One route toward cultivating plurality would be to gain some familiarity with the languages mentioned above. In South Asia, genuine illiteracy comes about when one is unfamiliar with the languages that are spoken around oneself. Thus it is incumbent on us that we at the very least understand these other languages. We may not be able to fluently express ourselves in these other languages, but if everyone is familiar with the other’s language, we would have made a move towards understanding each other. Can we therefore contemplate a situation where people speak in the language of their choice, are understood by their audience, who then respond in diverse and multiple languages? Can we contemplate a situation where in a public discussion A speaks in Marathi, B responds in Konkani and the whole discussion is moderated by C in English? This is not an unfathomable situation since this is a reality of life, in Goa at least. To allow for such a situation would be to allow the possibility for a richer discussion in our public sphere.

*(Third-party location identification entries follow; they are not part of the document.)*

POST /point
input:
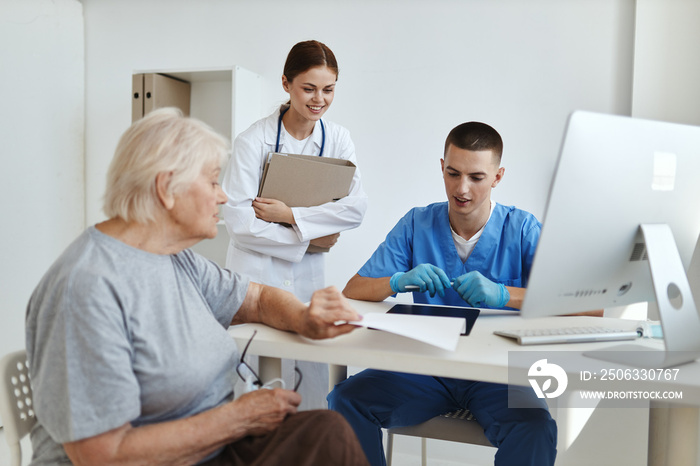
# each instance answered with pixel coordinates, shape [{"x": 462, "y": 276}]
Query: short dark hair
[
  {"x": 306, "y": 55},
  {"x": 475, "y": 136}
]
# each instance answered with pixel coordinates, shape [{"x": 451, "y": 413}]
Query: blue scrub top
[{"x": 503, "y": 253}]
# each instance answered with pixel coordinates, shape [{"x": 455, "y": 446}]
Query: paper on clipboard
[
  {"x": 304, "y": 180},
  {"x": 443, "y": 332}
]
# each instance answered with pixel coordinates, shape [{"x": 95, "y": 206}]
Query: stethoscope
[{"x": 279, "y": 129}]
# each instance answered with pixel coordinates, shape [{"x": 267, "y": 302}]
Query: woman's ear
[{"x": 163, "y": 191}]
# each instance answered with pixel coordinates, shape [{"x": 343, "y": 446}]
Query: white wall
[
  {"x": 409, "y": 72},
  {"x": 667, "y": 61},
  {"x": 41, "y": 129}
]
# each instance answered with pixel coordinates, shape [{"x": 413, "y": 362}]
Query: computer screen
[{"x": 615, "y": 174}]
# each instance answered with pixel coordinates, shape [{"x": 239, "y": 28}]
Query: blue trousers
[{"x": 372, "y": 400}]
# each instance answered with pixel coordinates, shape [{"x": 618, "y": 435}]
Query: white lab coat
[
  {"x": 275, "y": 255},
  {"x": 270, "y": 253}
]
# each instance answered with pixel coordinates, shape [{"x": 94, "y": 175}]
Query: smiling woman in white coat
[{"x": 269, "y": 240}]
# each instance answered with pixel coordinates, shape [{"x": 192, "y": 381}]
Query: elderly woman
[{"x": 126, "y": 333}]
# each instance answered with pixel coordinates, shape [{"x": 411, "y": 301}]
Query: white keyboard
[{"x": 546, "y": 336}]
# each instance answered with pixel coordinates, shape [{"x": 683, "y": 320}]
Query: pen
[{"x": 416, "y": 287}]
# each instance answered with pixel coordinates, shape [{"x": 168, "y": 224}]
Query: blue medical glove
[
  {"x": 426, "y": 277},
  {"x": 479, "y": 291}
]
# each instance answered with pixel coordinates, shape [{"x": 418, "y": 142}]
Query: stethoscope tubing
[{"x": 279, "y": 130}]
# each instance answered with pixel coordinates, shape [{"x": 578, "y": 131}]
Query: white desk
[{"x": 479, "y": 356}]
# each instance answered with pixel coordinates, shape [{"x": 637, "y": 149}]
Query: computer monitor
[{"x": 621, "y": 224}]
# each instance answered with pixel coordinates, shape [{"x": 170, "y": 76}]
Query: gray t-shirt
[{"x": 116, "y": 334}]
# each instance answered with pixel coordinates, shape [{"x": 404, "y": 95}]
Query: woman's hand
[
  {"x": 327, "y": 307},
  {"x": 325, "y": 241},
  {"x": 272, "y": 210}
]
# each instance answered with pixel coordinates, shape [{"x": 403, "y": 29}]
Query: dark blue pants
[{"x": 372, "y": 400}]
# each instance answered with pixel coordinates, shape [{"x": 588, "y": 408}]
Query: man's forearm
[{"x": 368, "y": 289}]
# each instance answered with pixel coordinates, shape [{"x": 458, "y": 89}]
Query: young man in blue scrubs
[{"x": 486, "y": 250}]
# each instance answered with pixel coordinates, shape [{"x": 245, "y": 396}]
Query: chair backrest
[{"x": 16, "y": 403}]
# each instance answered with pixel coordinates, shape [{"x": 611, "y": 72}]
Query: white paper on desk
[{"x": 439, "y": 331}]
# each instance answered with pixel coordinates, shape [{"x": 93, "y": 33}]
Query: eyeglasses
[{"x": 256, "y": 381}]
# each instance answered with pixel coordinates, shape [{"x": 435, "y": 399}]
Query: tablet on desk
[{"x": 468, "y": 313}]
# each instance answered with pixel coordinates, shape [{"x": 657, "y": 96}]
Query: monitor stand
[{"x": 679, "y": 317}]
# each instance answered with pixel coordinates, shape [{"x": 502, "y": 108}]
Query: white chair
[
  {"x": 456, "y": 426},
  {"x": 16, "y": 407}
]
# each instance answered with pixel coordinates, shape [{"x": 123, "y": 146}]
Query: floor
[{"x": 407, "y": 453}]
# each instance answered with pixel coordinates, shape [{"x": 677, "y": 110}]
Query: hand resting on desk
[{"x": 282, "y": 310}]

If there is a challenge to this situation coming into being, then it is the intolerant ideology that discussions must happen in one language alone, and to speak in the language other than the one dominating the discussion is shameful. To be fair, this shame is felt largely by those speaking a language other than English. There is without doubt a certain arrogance that the English speaker brings to the public sphere. However, most of the time the complaints that discussions are conducted primarily in English are made by those familiar with English, and speaking in English. The burden of creating this polyphonic public sphere therefore falls first on those Konkani activists capable of articulating in Konkani. To them the advice would be, speak in Konkani even if the debate is being conducted in English. While there is no obligation to speak in Konkani, there should be an obligation to at least understand Konkani, Marathi and Hindustani. Once the stalwarts of the Konkani language movement make this move to make public discussions in Konkani, one assumes that the common man, that these stalwarts are so concerned about, will themselves begin to speak and debate in their tongue of choice, regardless of whether the debate is in English or not.

It seems to me though, that the problem lies with these stalwarts, who need to display, in English language dominated settings that they are capable of speaking in English as well. In such a case, what are we to do?